Em Lisboa, o velório irá decorrer entre as 10:00 e as 17:00 em frente à Assembleia da República.
Também haverá velórios noutras cidades, no continente, como Porto, Évora e Aveiro, e nas ilhas, Madeira e Açores.
“Contamos ter ou as mesmas 17 cidades [que na vigília de 21 de maio de 2020] ou mais”, adiantou Anaísa Raquel.
Em maio do ano passado, dois meses depois de a atividade cultural ter parado em Portugal, a vigília foi marcada para “dar visibilidade” à luta de anos num setor cujas fragilidades a pandemia da covid-19 “tornou mais evidentes”.
A paralisação da Cultura começou na segunda semana de março de 2020, depressa se estendeu a todas as áreas e, no final desse ano, entre ‘plano de desconfinamento’ e novos estados de emergência, o setor somava perdas superiores a 70% em relação a 2019.
Este ano, em 15 de janeiro, todos os equipamentos culturais voltaram a fechar, no âmbito das medidas decretadas pelo Governo para conter a pandemia da covid-19.
Entretanto, as atividades culturais começaram a ser retomadas, faseadamente, em 15 de março, dia em que puderam reabrir livrarias, lojas de discos, bibliotecas e arquivos.
No que ao setor da Cultura diz respeito, em 05 de abril puderam reabrir museus, monumentos, palácios, galerias de arte e similares.
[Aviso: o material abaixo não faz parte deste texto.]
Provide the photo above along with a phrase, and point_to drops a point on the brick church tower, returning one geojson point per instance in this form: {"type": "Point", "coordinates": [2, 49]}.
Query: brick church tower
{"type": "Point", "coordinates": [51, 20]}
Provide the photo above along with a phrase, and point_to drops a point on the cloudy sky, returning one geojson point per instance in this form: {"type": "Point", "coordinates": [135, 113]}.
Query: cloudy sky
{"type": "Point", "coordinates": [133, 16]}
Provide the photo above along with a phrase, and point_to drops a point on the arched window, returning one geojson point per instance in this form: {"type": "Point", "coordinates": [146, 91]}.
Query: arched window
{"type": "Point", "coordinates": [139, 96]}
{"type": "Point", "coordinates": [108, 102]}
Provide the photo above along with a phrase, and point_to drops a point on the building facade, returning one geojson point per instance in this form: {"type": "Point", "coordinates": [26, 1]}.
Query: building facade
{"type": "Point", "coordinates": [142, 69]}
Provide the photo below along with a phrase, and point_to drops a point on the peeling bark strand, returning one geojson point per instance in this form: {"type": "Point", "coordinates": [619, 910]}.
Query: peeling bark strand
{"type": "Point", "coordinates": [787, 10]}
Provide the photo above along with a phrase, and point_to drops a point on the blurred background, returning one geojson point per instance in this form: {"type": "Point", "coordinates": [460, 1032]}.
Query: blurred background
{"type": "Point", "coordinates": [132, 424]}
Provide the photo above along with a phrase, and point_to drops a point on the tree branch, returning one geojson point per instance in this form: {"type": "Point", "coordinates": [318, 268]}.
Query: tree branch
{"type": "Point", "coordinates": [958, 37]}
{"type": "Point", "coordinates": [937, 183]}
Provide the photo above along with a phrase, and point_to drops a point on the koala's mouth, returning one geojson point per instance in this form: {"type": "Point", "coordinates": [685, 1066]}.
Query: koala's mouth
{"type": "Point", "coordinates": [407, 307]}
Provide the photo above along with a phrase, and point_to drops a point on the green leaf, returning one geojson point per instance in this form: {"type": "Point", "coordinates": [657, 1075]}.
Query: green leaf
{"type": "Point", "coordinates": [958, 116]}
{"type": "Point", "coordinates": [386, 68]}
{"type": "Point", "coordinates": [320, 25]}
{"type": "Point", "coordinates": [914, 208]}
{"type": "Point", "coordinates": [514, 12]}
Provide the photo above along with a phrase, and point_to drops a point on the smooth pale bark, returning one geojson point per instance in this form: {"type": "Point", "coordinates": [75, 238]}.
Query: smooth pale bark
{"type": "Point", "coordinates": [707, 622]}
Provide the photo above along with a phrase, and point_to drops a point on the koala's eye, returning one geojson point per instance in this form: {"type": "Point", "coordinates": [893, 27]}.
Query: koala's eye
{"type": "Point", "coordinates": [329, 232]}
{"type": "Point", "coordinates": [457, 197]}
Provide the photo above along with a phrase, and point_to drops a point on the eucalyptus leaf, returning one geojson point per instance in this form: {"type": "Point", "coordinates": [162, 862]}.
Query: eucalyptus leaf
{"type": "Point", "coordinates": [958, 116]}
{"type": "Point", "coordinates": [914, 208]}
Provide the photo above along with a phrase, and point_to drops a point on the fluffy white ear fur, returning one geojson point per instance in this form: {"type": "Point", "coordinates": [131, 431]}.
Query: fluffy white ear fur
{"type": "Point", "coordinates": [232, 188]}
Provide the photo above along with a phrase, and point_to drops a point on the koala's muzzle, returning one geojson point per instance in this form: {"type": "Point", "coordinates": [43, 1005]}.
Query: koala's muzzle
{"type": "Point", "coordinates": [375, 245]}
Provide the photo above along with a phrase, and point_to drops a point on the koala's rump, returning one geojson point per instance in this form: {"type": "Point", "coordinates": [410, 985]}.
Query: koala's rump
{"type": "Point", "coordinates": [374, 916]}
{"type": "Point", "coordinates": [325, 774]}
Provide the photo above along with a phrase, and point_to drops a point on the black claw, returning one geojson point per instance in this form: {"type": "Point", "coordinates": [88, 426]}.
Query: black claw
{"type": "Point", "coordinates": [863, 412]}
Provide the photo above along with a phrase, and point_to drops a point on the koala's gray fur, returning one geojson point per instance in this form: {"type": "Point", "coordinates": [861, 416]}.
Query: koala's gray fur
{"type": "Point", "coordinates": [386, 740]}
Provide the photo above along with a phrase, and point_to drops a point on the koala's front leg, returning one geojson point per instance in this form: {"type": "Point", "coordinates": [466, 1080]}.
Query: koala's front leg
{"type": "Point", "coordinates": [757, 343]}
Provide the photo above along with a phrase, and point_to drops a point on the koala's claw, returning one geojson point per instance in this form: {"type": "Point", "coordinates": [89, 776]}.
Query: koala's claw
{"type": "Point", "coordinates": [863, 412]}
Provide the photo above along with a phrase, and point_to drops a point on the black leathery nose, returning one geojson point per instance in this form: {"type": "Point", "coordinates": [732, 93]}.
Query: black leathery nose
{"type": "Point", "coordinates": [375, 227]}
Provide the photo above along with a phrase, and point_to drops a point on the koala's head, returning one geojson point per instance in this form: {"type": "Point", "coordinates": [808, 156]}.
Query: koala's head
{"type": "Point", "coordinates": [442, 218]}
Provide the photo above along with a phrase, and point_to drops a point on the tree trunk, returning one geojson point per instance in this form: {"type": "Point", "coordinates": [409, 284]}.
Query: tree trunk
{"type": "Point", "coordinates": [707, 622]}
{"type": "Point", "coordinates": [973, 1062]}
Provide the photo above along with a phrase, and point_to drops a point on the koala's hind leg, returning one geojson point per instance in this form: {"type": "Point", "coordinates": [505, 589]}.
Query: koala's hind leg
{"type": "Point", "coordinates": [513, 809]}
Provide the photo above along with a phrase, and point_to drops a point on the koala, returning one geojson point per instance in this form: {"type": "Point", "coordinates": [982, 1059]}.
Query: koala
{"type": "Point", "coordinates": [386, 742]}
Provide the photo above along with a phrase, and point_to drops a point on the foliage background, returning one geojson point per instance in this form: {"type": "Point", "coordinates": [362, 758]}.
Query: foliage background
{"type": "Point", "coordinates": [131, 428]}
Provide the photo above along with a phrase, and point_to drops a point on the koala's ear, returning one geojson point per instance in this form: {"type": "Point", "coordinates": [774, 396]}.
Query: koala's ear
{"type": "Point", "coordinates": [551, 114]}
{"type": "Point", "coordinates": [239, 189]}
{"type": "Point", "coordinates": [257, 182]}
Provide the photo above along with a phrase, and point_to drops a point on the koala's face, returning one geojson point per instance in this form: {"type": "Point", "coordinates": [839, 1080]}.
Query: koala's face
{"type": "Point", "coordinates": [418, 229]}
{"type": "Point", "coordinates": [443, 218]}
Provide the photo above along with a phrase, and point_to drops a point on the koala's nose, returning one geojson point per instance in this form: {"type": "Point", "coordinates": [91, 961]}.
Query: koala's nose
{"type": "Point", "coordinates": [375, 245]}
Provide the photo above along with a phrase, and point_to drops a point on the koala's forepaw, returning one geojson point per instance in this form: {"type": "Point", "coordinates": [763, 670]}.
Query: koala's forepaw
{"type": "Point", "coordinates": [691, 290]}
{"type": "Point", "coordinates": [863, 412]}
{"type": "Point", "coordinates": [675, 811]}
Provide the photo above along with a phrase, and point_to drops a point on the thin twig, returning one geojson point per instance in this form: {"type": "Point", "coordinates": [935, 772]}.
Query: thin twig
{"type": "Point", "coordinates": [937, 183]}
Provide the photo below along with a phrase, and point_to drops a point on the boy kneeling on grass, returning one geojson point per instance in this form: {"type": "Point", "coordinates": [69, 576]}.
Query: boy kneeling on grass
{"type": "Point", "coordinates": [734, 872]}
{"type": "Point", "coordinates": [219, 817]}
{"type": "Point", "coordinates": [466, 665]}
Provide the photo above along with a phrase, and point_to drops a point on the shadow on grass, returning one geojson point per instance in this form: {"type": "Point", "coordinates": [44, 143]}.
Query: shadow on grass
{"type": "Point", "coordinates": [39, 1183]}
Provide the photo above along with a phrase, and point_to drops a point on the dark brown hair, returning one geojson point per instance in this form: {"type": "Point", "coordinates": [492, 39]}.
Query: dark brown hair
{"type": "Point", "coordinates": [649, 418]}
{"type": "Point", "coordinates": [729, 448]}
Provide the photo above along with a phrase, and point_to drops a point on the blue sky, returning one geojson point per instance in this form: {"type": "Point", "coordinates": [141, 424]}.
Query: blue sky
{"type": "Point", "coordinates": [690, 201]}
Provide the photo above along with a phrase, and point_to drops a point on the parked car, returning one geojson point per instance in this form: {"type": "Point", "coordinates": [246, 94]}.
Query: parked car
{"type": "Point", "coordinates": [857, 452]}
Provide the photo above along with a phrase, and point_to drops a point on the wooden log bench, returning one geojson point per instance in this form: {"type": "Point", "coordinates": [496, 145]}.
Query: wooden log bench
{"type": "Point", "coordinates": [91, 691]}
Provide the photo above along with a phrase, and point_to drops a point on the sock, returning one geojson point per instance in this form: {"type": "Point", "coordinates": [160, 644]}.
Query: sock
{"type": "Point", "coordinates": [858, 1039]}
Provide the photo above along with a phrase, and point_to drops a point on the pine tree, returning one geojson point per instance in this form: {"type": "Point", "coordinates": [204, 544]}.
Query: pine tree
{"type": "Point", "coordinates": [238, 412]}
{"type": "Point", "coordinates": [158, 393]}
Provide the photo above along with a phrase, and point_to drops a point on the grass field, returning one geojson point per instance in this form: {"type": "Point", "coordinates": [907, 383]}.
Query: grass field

Em 19 de abril, podem reabrir teatros, auditórios, salas de espetáculos e cinema, e podem também ser retomados os “eventos no exterior, sujeitos a aprovação da Direção-Geral da Saúde”.
Em 03 de maio, poderão voltar a realizar-se “grande eventos exteriores e interiores, sujeitos a lotação definida” pela Direção-Geral da Saúde (DGS), o que pode vir a incluir festivais.
Na apresentação do ‘plano de desconfinamento, em 11 de março, o primeiro-ministro, António Costa, salientou que o processo de reabertura “está sujeito sempre a uma reavaliação quinzenal, de acordo com a avaliação de risco” adotada.